Sometimes I can't help but to think if this kind of news is still pertinent to Gaming website like this.. Just sayin.
Part 1. As if it was written yesterday. Games are still as conservative as ever. It's about playing to trends instead of challenging people and attempting to broaden people's minds. Its about profit and returns, not about sharing unique and memorable experiences. They "advertise" these games like they're "the next big thing" but they're invariably more of the same- more games that appeal to the closed-minded who don't like to be challenged. Not only that, but hardware is still as big a fascination as ever. Which isn't conducive to good game design. There are SNES games that I prefer much more to most games out these days, and I'm not even from the SNES era, so it's not a case of rose-tinted glasses. The juvenile, fetishized fascination with technology needs to stop- it's just as bad as car modding communities. All these things enable are better and better graphics and performance, which mean nothing, and are all surface appearance, if the game doesn't play well or challenge the player, and doesn't have something interesting to say. It's why I admire Final Fantasy XIII. I know it was divisive, but it was so different to rpgs as we'd known them before. It was streamlined, story-driven, everything went by in a blur as you desperately ran from fate. It had a potent and emotional narrative helped greatly by the pacing and the structure of the game. It was a risky endeavor in such a conservative and money hungry, cynical market that doesn't care about experiences, only profits. And it didn't pay off. Gamers are just as conservative- they wanted classic rpgs, change unnerved them. I'd say the strong female protagonist didn't help, regardless of how brave and progressive such an inclusion was. Since then, Square-Enix have been carefully crawling back to tradition, and XIII-2 began to resemble previous FF games slightly, but I hope they don't come all the way back. I love their older stuff to bits, and the remakes are lovely reminders of the glory of those games, but you can't rest on your laurels. Their prime directive should be delivering innovative and challenging experiences- not because gamers are owed these things- games, films, music- all these things are luxuries. But at the very least art and entertainment shouldn't cynically deceive us with advertising practices and highly conservative products. It's already beginning to produce (or maybe it did long ago) militant conservatism in the gaming community across many topics.

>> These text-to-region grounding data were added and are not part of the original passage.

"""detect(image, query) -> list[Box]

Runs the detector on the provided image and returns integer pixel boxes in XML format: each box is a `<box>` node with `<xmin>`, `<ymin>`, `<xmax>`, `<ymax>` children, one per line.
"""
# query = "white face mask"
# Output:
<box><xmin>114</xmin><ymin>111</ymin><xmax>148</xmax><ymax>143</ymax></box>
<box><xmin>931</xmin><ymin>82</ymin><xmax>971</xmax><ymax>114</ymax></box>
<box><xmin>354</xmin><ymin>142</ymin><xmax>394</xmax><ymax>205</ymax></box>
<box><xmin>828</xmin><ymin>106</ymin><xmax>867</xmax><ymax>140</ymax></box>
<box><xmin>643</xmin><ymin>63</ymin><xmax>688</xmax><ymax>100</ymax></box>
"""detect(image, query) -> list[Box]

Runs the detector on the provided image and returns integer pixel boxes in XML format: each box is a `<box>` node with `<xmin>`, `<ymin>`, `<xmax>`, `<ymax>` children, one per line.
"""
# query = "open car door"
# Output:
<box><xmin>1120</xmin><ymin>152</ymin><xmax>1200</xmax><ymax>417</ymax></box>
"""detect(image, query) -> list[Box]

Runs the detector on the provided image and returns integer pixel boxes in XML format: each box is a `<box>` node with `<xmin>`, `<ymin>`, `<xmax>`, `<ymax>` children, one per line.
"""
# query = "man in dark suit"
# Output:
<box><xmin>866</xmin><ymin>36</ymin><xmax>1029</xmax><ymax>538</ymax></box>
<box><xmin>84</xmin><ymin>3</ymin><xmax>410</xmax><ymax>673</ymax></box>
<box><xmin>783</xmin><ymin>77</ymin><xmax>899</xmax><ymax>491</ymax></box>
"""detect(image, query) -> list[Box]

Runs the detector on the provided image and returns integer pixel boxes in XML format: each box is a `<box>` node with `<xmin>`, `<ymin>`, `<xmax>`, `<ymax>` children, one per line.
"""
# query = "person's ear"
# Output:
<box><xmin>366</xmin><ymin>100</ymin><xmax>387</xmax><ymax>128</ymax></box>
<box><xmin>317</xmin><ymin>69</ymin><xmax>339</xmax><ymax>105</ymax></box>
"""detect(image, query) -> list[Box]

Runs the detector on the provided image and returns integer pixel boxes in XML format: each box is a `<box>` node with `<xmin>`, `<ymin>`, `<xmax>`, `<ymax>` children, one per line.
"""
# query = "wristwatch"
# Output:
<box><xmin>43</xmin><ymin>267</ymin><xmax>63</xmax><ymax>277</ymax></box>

Somebody who gets it when it comes to XIII. And the industry, too, I might add. For the most part, anyway. Bubbles up.
Thanks very much man, nice to not get a barrage of hate from n4g for once!
Part 2. What gamers fail to realise- and invariably buy into- time and time again, is that advertisment doesn't have your best interests at heart. It is a fundamentally narcisstic practice that highlights, by the logic of the capitalist system, ONLY the "good" parts of what its advertising, and gamers fall for it every time- in fact decieve themselves that such things these adverts are telling are true, perhaps out of secret buyer's remorse, and perhaps out of social fear- a fear that goes something like "well that advertisement said this was the best things ever, but I secretly don't like it that much, is there something wrong with me? Best just deceive myself that I like this sh!t like all the others". Games continue to be made according to antiquated ideas of what games are- i.e. a game has to have a health bar, a game has to be violent, a game has to have sexy women, a game has to have no subtlety. But this is all nonsense, and is bringing creative stagnation upon the industry, and taking the tastes of its fans with it- generating what is quite frankly, one of the worst communities across the arts and entertainment media. Not to mention how they treat themes of mortality, sexuality, and race / ethnicity. I'll admit that games are still young- the juvenile fans and games reflect this- but we have to try harder to make this medium grow the hell up.